Suspended IPL Commissioner Lalit Modi on Saturday handed over to the Board of Control for Cricket in India all relevant documents relating to the League demanded by the BCCI, said sources close to him.
The documents, original as well as notarised copies, included all franchisee agreements, global media rights agreements, global media rights packages, bid documents, media rights licensee agreements, eligibility letters of all bidders with details and all sponsorship agreements entered into by the IPL, the sources said.
The documents were handed over to BCCI CAO Ratnakar Shetty by Mr. Modi's lawyer, Mehmood M Abdi, the sources added.
All these documents had been missing from the BCCI office. Professor Shetty, who was entrusted by the Indian Premier League governing council, at its April 26 meeting, with collecting them, acknowledged receipt of the documents. Of these, one set was retained by Mr. Modi's counsel for his records, the sources said.
When contacted, Professor Shetty said: “Some more documents are to come, which, we have been told, would be delivered in a day or two.”
Mr. Modi was placed under suspension, soon after the finals of IPL-III, by the BCCI. It had levelled charges against him of financial irregularities and bid rigging in conducting the tournament. The deadline for him to reply to these charges is May 10.

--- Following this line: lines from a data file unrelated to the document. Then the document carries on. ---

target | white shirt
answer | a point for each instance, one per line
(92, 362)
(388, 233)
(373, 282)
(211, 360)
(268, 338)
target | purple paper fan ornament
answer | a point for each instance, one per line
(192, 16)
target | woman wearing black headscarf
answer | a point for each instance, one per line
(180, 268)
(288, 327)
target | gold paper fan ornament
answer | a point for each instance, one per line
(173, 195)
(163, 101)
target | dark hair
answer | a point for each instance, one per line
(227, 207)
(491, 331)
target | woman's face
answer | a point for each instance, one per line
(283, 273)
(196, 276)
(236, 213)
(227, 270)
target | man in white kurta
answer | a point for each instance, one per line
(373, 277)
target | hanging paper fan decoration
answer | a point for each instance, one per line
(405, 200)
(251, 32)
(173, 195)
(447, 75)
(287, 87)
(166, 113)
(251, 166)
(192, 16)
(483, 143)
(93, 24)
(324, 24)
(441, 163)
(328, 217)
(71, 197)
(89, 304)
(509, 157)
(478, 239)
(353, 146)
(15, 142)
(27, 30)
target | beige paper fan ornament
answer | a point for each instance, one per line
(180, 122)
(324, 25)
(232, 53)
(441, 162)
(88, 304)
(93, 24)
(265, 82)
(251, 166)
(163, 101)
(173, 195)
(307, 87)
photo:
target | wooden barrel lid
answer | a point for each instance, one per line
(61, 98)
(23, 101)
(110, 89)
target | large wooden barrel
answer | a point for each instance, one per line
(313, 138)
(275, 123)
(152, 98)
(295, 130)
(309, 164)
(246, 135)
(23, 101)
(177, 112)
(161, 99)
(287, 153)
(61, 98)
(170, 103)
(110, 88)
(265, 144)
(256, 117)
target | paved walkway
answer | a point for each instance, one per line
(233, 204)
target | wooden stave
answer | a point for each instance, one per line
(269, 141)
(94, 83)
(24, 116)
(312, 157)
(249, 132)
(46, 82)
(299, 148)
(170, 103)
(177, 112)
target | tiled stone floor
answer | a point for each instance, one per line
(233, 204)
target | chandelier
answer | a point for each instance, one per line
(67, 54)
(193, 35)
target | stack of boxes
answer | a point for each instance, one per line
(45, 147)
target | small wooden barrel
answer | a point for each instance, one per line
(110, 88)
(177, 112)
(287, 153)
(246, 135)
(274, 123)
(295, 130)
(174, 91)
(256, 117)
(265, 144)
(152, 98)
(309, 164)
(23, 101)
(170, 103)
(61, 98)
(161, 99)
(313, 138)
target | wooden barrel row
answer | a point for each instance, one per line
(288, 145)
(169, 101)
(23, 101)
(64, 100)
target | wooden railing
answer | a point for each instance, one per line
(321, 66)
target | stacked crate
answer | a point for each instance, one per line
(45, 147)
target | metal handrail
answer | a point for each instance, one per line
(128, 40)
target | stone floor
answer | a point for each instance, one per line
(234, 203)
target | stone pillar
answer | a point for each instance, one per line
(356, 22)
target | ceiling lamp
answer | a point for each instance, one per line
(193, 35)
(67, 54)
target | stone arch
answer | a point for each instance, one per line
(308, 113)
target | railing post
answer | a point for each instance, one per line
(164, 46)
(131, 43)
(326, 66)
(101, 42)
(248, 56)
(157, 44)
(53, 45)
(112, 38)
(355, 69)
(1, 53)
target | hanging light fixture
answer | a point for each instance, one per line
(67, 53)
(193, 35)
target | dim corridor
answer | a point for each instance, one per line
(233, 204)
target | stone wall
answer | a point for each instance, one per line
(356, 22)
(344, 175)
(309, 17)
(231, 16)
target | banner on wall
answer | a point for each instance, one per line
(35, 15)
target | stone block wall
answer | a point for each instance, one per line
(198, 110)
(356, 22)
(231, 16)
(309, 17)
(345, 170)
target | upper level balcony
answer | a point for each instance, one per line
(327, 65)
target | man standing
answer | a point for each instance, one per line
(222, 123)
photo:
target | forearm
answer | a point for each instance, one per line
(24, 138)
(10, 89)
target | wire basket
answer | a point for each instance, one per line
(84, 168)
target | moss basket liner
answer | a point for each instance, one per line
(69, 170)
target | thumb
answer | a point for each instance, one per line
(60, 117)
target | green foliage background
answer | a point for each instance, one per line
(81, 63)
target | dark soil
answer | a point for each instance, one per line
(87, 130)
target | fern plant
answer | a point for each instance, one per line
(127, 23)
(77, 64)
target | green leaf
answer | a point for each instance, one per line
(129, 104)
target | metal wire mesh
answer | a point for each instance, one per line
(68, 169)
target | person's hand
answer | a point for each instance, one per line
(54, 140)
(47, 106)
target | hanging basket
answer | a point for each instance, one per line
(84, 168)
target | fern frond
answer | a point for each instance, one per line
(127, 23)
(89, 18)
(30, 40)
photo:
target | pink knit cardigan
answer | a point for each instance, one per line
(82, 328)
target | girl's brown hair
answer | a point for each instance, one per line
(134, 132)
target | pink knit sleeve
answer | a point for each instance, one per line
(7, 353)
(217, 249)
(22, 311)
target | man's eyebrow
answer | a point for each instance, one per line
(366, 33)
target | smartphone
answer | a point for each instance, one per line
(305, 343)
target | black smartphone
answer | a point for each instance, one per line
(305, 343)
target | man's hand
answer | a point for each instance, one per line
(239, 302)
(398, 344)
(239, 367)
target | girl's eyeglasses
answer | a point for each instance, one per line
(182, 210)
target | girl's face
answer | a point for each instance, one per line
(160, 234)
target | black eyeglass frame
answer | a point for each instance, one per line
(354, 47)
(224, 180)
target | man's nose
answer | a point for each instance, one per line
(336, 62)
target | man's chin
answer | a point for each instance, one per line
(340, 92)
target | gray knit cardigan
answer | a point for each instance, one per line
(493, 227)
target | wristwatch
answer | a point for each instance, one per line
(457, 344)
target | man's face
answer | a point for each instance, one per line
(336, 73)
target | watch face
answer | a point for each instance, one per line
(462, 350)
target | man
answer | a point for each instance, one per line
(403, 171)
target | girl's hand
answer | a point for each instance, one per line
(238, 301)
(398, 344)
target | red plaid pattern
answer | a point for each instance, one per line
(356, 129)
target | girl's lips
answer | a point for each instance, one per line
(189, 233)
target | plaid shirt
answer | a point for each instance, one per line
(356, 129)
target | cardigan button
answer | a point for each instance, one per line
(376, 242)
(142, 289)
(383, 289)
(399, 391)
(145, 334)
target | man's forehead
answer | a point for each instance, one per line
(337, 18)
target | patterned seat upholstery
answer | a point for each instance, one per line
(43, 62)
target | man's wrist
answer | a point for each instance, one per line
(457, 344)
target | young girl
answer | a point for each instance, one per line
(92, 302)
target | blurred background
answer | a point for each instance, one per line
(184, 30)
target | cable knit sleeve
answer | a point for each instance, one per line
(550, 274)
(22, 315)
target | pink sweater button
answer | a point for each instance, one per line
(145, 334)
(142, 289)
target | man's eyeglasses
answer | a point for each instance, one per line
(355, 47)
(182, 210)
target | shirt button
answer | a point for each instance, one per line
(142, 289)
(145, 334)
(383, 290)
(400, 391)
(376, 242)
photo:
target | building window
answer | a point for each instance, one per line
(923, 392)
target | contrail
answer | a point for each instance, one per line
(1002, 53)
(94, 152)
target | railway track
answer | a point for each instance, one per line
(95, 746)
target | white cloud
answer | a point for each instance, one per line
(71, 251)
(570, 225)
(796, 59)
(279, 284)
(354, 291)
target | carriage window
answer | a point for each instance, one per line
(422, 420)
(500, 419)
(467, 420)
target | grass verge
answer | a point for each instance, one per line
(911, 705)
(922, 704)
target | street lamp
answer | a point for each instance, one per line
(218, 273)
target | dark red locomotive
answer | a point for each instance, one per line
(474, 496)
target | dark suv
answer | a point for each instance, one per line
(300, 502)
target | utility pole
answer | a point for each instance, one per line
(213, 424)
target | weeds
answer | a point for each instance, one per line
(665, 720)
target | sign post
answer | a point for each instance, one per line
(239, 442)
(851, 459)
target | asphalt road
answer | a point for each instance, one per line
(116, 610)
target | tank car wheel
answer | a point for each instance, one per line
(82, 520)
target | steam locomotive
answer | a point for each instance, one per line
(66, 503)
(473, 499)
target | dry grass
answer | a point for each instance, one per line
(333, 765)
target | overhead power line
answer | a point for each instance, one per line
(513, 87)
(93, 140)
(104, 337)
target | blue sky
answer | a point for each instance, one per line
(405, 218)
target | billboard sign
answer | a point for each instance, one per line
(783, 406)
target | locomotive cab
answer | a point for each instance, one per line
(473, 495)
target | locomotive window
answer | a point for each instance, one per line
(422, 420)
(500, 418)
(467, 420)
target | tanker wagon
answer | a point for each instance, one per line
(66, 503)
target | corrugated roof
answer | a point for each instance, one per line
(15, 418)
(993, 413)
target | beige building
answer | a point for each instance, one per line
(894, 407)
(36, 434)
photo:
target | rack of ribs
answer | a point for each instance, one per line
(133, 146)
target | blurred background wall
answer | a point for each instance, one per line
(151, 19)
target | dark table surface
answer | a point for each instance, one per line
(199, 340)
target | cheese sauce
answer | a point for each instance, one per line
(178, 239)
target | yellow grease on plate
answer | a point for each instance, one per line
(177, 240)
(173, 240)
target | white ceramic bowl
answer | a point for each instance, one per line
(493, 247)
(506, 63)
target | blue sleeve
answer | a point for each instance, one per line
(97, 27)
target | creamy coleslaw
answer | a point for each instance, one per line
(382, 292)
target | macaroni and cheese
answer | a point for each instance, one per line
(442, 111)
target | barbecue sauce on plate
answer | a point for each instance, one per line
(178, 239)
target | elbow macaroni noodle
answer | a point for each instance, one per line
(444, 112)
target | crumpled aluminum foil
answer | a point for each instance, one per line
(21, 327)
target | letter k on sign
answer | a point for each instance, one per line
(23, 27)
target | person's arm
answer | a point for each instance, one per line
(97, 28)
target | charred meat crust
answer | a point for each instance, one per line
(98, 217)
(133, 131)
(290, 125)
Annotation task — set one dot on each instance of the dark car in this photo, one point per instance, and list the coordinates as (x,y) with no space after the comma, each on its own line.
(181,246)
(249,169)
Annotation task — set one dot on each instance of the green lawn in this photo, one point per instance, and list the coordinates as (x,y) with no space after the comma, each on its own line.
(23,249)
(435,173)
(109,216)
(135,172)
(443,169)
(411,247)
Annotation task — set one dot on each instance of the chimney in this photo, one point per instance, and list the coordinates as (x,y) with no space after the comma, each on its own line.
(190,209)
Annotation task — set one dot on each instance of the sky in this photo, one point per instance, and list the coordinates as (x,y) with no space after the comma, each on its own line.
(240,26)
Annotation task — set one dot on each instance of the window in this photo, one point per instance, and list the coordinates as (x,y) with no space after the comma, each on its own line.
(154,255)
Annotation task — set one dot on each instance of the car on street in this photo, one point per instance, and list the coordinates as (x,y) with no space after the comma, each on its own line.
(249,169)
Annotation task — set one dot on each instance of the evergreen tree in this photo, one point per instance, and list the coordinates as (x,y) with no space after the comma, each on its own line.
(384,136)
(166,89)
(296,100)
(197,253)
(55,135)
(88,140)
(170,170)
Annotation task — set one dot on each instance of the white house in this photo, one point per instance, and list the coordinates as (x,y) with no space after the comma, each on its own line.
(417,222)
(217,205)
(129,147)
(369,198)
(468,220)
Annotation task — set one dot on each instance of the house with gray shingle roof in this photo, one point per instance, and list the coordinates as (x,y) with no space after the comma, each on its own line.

Meanwhile, Mr. Modi, who is in Delhi to consult his lawyers on a reply to the first show-cause notice, said he would personally hand over his response to the accusations on Monday.
Earlier in the day, he ridiculed the BCCI's second show-cause notice for allegedly planning a ‘rebel' Twenty20 league in England, saying it had become part of life for him to be treated as “public enemy number one” by the Board.
In another development, the Ministry of Company Affairs (MCA) has sent notices to all IPL franchisees, both old and new, asking them to furnish detailed information.
“We are waiting for them to reply,” MCA secretary R. Bandyopadhyay said in Kolkata on the sidelines of an interactive session with members of the Bengal National Chamber of Commerce and Industry.
A period of 45 days is allowed for the companies to reply, but extensions are given in the normal course.
Inspection, not probe
Mr. Bandyopadhyay said this was not an investigation but “a sort of inspection” with notices being sent to get more details than what was filed with the Registrar of Companies (RoC). “Only if we find some discrepancies or violation in our analysis under company law, will there be a deeper investigation of the franchisees.”
All inspections and investigations were restricted to corporate details. “We cannot investigate benami or money laundering. We cannot inspect the IPL and BCCI as they are not companies,” he said.
The RoC is likely to collect within a week all details on IPL franchises, including the bidding process, sweat equity, the Memorandum of Association and also the franchise agreement.